Altera_Forum · ‎10-22-2014

Hi peeps,

Suppose I have a global memory access which, according to profiling, stalls the pipeline very often.

Well, first of all, is there a way to know for how many cycles is the pipeline stalling? Let's say this number is 'P'.

Then, is there a way to elongate the pipeline voluntarily to wait for the memory access without stalling?

For example, in pseudo code:


var = getFromGlobal(randomIndex)    // Stalls very often
var = var
var = var
...
var = var
var = var
calculate(var)      // Use the result

And then, there would be a bypass for when the memory access takes a long time, to put the result directly in var[P] after the result is received.

This way, we could keep inserting the work-items in the pipeline at every clock cycle, and retrieve them at the same rate.

If it's not clear enough, I can try to explain in another way.

Altera_Forum · ‎10-23-2014

NDRange kernels will typically hide these stalls by ensuring that many work-items are in flight to fill in the bubbles in the pipeline. The first line in your pseudo code suggests that you are indexing into memory in a non-sequential (or non-predictable) sequence which I think is the source of the problem you are running into. So even thought the kernel scheduler will attempt to keep the pipeline full, the access pattern will most likely prevent the data being read to keep the pipeline busy doing work. OpenCL aside if a master reads from an SDRAM device in a random order you will typically see idle periods in between blocks of read data returning. When SDRAM is accessed sequentially then the read data typically returns in long continuous blocks (i.e. no stalls)

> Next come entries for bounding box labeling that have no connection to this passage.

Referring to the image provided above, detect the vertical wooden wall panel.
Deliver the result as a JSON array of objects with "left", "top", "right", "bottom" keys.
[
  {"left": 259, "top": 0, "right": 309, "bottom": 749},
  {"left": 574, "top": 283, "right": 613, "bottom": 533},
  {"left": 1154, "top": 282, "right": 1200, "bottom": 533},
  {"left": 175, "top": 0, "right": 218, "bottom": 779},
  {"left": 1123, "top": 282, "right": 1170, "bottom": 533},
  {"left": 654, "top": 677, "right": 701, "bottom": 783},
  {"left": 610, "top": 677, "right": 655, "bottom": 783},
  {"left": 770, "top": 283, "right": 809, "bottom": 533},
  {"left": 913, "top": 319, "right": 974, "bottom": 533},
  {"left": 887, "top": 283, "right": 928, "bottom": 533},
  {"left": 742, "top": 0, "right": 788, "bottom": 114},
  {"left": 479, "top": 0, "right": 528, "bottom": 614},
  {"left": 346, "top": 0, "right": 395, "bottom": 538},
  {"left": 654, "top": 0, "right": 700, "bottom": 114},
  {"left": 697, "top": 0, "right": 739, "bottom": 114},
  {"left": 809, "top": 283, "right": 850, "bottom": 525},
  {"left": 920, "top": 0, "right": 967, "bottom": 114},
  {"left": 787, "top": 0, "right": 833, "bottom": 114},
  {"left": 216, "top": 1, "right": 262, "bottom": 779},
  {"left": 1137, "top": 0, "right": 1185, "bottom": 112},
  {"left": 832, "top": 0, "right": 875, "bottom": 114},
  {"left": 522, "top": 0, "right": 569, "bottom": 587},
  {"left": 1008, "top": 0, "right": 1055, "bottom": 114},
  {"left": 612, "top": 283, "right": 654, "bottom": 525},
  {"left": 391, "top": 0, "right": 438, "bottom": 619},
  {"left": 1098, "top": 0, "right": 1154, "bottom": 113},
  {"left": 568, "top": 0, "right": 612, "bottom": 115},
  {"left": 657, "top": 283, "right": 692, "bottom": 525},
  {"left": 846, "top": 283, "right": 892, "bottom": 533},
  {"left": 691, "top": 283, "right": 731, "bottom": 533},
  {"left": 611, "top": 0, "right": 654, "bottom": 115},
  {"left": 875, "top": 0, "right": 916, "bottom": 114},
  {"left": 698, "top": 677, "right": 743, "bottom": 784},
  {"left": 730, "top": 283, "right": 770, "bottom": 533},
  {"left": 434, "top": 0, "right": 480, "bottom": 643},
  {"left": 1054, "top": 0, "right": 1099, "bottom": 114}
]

Instead of trying to elongate the pipeline (which I doubt will help nor is it easy to do without knowing how the compiler works) maybe you can describe the size of the data being accessed by the kernel and whether the index used has any predictable pattern and we can try to suggest a way to improve the memory accesses to avoid the issue at the root of the problem. In cases like these I typically attempt to change my algorithm to access memory in a different order or attempt to preload a block of global memory contents sequentially then access the local copy randomly (local memory can be accessed in any order without any performance degradation).

Altera_Forum · ‎10-24-2014

I'm basically searching for 16byte elements in a hashset ~8GB big. What I did for now to speed up collision resolution is put a maximum of 7 spots to check for the elements. These 7 spots are calculated right from the start and the memory accesses are calculated independently, such as this:


Elements = hashset
Elements = hashset
...
Elements = hashset

Then, I verify which element is the right answer.

So I expect all memory accesses to cause only one pipeline stall overall, since they are done in parallel because of independence. According to the aocl report, the pipeline stall percentages for each of the memory accesses are different, but all hovering around ~75%. Do you think the stalls are indeed combined?

Altera_Forum · ‎10-24-2014

The problem is even though the kernel will issue these accesses in rapidly they most likely will not be coalesced unless spot0-spot6 are packed together. As a result you will end up with a subpar memory access pattern and then read data will most likely return spuratically that causes the stalling to occur. If data doesn't flow into the kernel as large blocks then the pipeline will stall because it's dependent on that data.

Altera_Forum · ‎10-24-2014

Okay, I understand. I'll take this into consideration.

BTW, I had noticed your absence on the OpenCL forums since a little while now. I'm glad to see you back, providing us with some valuable insight!